We observed that people purchase products through stores regardless of their purchases on Gold Products.

We also observed that being married or having a PhD has no relation with the customer's spending on Fish Products. The factors that are actually somewhat related to spending on fish products are the customer's income and whether they are vegetarian. This is because people who spend on meat/fish are likely to also spend on the other. Whereas people who do not consume meat of any form will not consume fish either and vice versa.

Finally we learnt that geographical reason does matter when it comes to success of a campaign. Since half of our customer base is form Spain, all of the campaigns have been exceedingly popular in Spain while not having as much of an impact in the other countries.

# Section 03: Data Visualization

The latest/ most recent campaign was the most successful campaign so far. 

Our average consumer is 40-50 years old, married with 1 kid/teen. They're a graduate and earn between 20 thousand to 80 thousand dollars. They live in Spain.

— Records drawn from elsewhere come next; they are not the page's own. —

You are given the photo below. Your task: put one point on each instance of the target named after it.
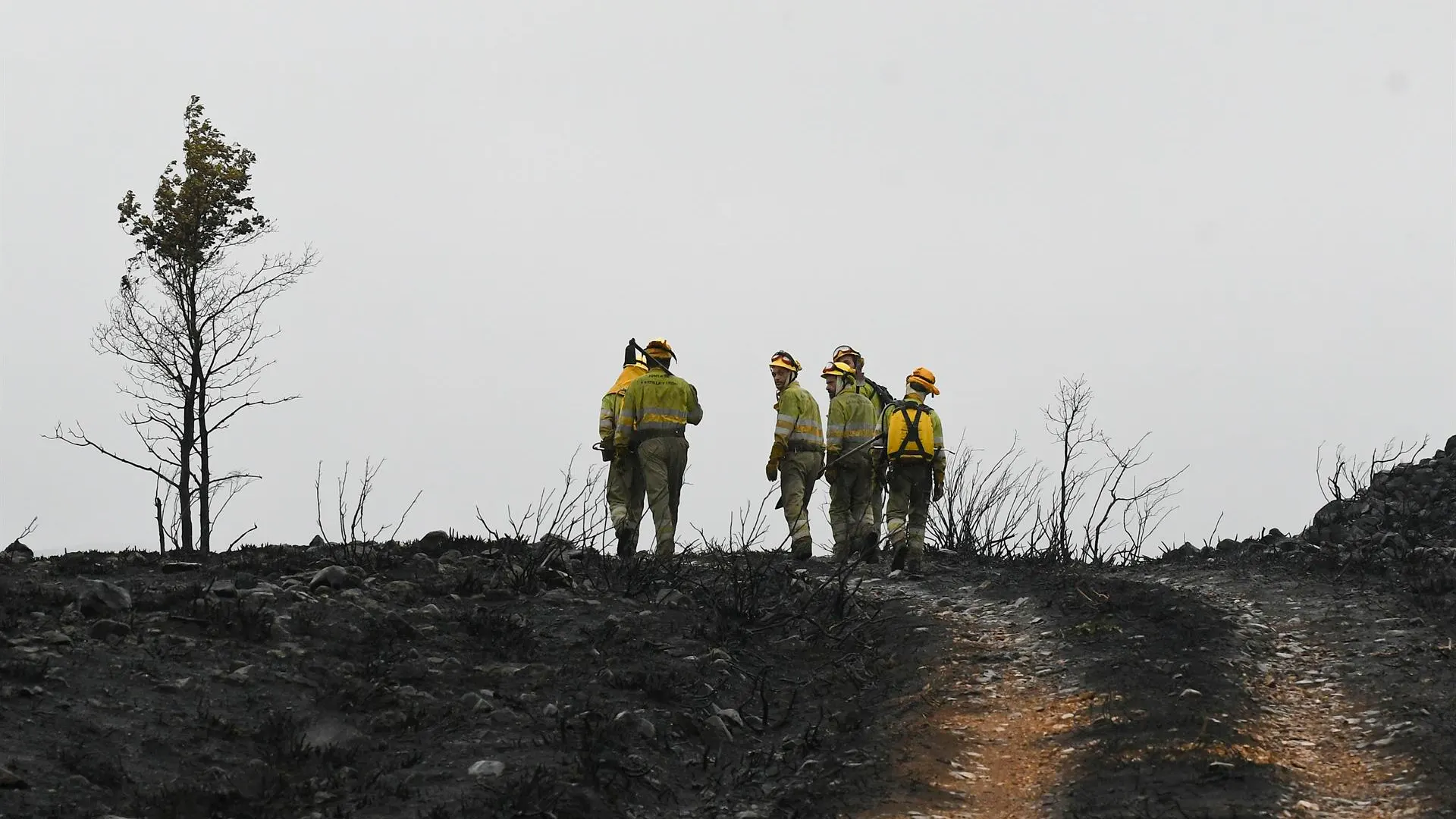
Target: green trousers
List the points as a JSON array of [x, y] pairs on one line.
[[626, 494], [851, 516], [908, 510], [797, 475], [663, 463]]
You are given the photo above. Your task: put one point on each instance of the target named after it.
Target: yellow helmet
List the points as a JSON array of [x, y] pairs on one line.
[[924, 379], [660, 349], [783, 360]]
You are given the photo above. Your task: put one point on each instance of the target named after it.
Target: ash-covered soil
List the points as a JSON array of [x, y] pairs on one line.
[[1291, 676], [446, 678]]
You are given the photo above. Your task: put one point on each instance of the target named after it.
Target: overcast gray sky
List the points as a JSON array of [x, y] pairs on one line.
[[1235, 218]]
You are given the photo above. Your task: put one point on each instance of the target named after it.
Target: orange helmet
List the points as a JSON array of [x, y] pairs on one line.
[[924, 379], [843, 350], [660, 349], [783, 360]]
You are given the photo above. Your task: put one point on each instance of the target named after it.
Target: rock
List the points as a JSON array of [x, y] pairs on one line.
[[728, 714], [637, 723], [334, 577], [104, 629], [1329, 513], [101, 598], [487, 768], [672, 598], [718, 729], [180, 566], [12, 780]]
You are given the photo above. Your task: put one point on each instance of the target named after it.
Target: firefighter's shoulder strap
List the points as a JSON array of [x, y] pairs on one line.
[[884, 395], [909, 431]]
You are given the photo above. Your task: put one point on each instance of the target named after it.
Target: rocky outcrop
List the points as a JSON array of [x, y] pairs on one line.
[[1402, 523]]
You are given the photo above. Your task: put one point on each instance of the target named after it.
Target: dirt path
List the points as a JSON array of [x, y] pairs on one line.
[[1175, 691]]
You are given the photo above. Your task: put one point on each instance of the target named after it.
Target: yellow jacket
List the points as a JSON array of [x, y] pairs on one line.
[[612, 403], [654, 406]]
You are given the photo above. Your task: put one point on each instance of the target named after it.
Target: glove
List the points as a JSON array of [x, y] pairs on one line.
[[775, 453]]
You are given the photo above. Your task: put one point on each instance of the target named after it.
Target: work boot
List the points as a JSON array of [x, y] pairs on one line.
[[626, 541], [870, 548], [899, 561]]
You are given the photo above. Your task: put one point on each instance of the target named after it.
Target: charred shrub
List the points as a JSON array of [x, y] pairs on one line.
[[184, 799], [74, 564], [270, 560], [234, 618], [98, 765], [503, 634], [25, 670], [166, 598], [657, 681]]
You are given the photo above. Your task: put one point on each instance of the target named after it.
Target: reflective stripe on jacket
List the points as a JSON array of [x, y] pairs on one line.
[[799, 426], [655, 404], [852, 422]]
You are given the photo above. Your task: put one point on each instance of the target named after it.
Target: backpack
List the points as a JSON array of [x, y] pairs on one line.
[[909, 431]]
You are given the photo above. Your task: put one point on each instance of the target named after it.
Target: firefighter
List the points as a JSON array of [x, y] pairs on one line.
[[797, 457], [913, 463], [880, 398], [626, 490], [849, 465], [655, 411]]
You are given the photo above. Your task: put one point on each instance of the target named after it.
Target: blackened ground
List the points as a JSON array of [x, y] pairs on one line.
[[457, 678]]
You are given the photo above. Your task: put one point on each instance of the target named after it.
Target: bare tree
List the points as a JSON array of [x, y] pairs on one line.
[[986, 504], [351, 521], [1069, 425], [1350, 477], [1098, 507], [30, 529], [188, 334]]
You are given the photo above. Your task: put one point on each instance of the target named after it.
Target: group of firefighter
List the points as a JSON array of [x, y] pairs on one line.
[[870, 447]]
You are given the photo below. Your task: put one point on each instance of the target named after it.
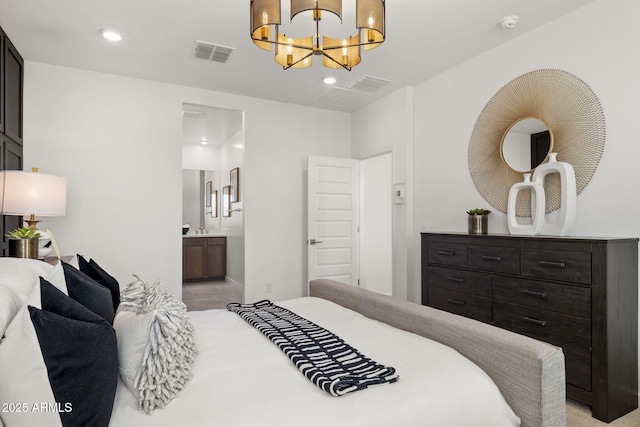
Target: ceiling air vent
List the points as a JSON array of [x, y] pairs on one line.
[[212, 52], [192, 114], [368, 84]]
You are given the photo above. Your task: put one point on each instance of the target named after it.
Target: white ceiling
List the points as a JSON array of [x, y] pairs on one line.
[[424, 38], [214, 125]]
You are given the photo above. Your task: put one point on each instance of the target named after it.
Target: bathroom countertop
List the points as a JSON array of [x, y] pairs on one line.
[[215, 234]]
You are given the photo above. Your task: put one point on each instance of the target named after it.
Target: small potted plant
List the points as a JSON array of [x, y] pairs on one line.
[[478, 220], [23, 243]]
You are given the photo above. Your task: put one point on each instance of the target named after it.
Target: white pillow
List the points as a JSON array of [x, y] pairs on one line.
[[10, 303], [21, 274], [156, 346]]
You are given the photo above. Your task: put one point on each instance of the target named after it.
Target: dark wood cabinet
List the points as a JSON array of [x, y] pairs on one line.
[[204, 258], [580, 294], [11, 117], [13, 90]]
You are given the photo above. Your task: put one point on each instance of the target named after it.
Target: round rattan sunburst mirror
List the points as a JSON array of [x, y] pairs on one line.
[[572, 112]]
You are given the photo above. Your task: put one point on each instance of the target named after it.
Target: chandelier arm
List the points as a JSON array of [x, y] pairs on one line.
[[339, 63], [297, 62]]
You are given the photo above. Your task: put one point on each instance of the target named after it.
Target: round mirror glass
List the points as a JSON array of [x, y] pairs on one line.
[[526, 144]]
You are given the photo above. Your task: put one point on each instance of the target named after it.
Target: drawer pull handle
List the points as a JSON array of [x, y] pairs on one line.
[[446, 253], [535, 321], [542, 295], [553, 264]]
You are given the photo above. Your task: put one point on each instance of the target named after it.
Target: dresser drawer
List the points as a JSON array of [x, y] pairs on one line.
[[455, 302], [453, 254], [555, 328], [460, 280], [499, 259], [572, 333], [568, 266], [563, 298]]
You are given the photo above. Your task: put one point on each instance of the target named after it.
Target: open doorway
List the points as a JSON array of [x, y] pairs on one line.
[[212, 208]]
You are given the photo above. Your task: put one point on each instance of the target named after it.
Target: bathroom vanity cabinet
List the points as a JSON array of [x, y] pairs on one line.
[[204, 258]]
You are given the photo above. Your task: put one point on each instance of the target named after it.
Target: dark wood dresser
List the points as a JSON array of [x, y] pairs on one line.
[[580, 294]]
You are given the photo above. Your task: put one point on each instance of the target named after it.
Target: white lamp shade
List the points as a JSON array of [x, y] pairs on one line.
[[26, 193]]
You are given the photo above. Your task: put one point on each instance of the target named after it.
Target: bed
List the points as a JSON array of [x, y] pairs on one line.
[[452, 371]]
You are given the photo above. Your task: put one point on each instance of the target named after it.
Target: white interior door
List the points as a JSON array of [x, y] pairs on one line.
[[333, 206]]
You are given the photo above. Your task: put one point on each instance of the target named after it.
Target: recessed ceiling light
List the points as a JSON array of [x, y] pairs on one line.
[[509, 22], [110, 34]]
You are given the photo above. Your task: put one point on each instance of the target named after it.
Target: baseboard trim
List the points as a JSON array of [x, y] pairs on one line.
[[230, 281]]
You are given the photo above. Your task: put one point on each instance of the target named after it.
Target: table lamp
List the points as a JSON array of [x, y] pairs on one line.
[[31, 193]]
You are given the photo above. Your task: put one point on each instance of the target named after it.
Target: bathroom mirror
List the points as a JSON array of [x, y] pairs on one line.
[[526, 144], [197, 201]]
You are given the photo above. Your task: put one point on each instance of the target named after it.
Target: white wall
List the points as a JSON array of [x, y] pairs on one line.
[[600, 48], [387, 125], [118, 141], [598, 44], [376, 224]]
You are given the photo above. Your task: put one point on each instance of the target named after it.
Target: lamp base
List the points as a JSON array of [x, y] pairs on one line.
[[23, 248]]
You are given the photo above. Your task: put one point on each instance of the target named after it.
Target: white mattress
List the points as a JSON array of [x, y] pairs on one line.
[[242, 379]]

If success is to be measured by the amount spent on a certain category of a product then Wine has been the most successful product follwed by Meat products.

People do not use Catalogue for purchasing products as much and hence Catalogue channel is unsuccessful as compared to stores or Web purchases.

# Advice to the CMO

Based on the profile of our Average customer and their purchasing habits, it is advisable to pay more attention to the web as the most amount of purchases were made in through the web. This is also better going forward as newer generations will be more reliant on technology. It was observed that the category of people with a teen in their home had higher number of purchases through the web in total.

Since most of our Customers are from spain, it might be advisable to develop new marketing strategies that will appeal to the English speaking locals from Canada or South Africa as they are the next most dominant category.

The recent campaign was the most successful campaign, so it's formula can be repeated with minor variations to hopefully obtain similar results in the future.